Amortized O(1) means that averaged over a sequence of operations, each costs O(1) — even though an individual operation may occasionally be O(n). It is a guarantee about the total cost of n operations being O(n), not about any single call. This is distinct from average-case: amortized analysis makes no probabilistic assumption: it holds for every sequence.
ArrayList.add() — the canonical example
ArrayList wraps a fixed-size backing array. Most add calls just write to the next free slot — O(1). But when the array is full, add must grow: allocate a larger array and copy every existing element over — O(n) for that one call.
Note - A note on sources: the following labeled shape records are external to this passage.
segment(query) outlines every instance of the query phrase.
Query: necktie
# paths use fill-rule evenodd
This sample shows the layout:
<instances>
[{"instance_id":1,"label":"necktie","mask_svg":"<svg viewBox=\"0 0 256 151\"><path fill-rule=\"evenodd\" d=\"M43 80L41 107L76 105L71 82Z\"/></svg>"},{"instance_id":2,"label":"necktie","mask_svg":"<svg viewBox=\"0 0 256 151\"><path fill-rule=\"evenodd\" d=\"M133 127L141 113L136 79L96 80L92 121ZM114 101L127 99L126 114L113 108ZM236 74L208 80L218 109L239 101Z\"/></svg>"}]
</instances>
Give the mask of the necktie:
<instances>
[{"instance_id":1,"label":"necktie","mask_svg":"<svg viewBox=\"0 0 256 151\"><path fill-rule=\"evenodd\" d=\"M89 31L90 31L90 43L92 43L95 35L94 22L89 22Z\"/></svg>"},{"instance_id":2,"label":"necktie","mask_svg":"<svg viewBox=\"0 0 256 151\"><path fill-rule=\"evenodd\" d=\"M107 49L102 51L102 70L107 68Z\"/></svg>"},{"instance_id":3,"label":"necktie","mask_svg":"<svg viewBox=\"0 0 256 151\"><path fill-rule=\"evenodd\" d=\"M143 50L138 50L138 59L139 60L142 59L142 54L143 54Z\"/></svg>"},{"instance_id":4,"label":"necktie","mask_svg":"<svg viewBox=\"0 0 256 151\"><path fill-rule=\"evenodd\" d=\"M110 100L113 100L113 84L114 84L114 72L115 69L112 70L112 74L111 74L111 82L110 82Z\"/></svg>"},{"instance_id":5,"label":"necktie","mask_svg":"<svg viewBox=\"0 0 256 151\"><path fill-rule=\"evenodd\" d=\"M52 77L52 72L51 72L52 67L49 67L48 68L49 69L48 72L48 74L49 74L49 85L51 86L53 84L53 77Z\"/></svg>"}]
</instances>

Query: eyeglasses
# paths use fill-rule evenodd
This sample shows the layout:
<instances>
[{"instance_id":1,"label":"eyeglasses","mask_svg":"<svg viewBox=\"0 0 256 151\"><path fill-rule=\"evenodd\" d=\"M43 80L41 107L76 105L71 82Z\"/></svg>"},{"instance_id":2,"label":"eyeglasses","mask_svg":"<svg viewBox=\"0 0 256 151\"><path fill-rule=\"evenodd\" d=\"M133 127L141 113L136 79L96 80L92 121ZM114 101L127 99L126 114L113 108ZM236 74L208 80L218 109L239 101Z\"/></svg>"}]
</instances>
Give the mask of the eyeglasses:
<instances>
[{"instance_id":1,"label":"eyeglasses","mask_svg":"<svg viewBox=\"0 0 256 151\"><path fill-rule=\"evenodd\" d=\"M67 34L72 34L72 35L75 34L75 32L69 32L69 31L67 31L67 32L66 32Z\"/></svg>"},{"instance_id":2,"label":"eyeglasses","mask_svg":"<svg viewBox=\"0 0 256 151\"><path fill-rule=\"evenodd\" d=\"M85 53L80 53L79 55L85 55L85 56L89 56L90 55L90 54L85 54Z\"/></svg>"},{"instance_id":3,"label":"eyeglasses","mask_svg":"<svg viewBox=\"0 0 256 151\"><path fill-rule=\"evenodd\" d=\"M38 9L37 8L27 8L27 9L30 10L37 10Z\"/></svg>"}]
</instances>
The key is the growth strategy. Java's ArrayList grows by roughly 1.5× (oldCapacity + (oldCapacity >> 1)); the classic textbook version doubles. Either way, capacity grows geometrically, which spaces the expensive copies exponentially further apart.
The doubling argument
Suppose we double and start at capacity 1, inserting n elements. Resizes happen at sizes 1, 2, 4, 8, …, up to n, copying that many elements each time. The total copy work is:
1 + 2 + 4 + 8 + ... + n ≈ 2n
A geometric series dominated by its last term. So n inserts cost ~n writes plus ~2n copies = O(n) total, which is O(1) amortized per add. The crucial insight: each element is copied O(1) times on average across the whole sequence, because each doubling at least doubles the room before the next copy is needed.
Why geometric growth is essential
If instead you grew by a constant amount (say +10 slots each time), resizes would happen every 10 adds, copying an ever-larger array each time. Total work becomes 10 + 20 + 30 + ... + n ≈ n²/20 = O(n²) — amortized O(n) per add. Geometric growth is what buys the O(1).
List<Integer> list = new ArrayList<>();
for (int i = 0; i < 1_000_000; i++) {
list.add(i); // amortized O(1); a handful of these calls each did an O(n) copy
}
// Sizing up front avoids all resizes:
List<Integer> sized = new ArrayList<>(1_000_000);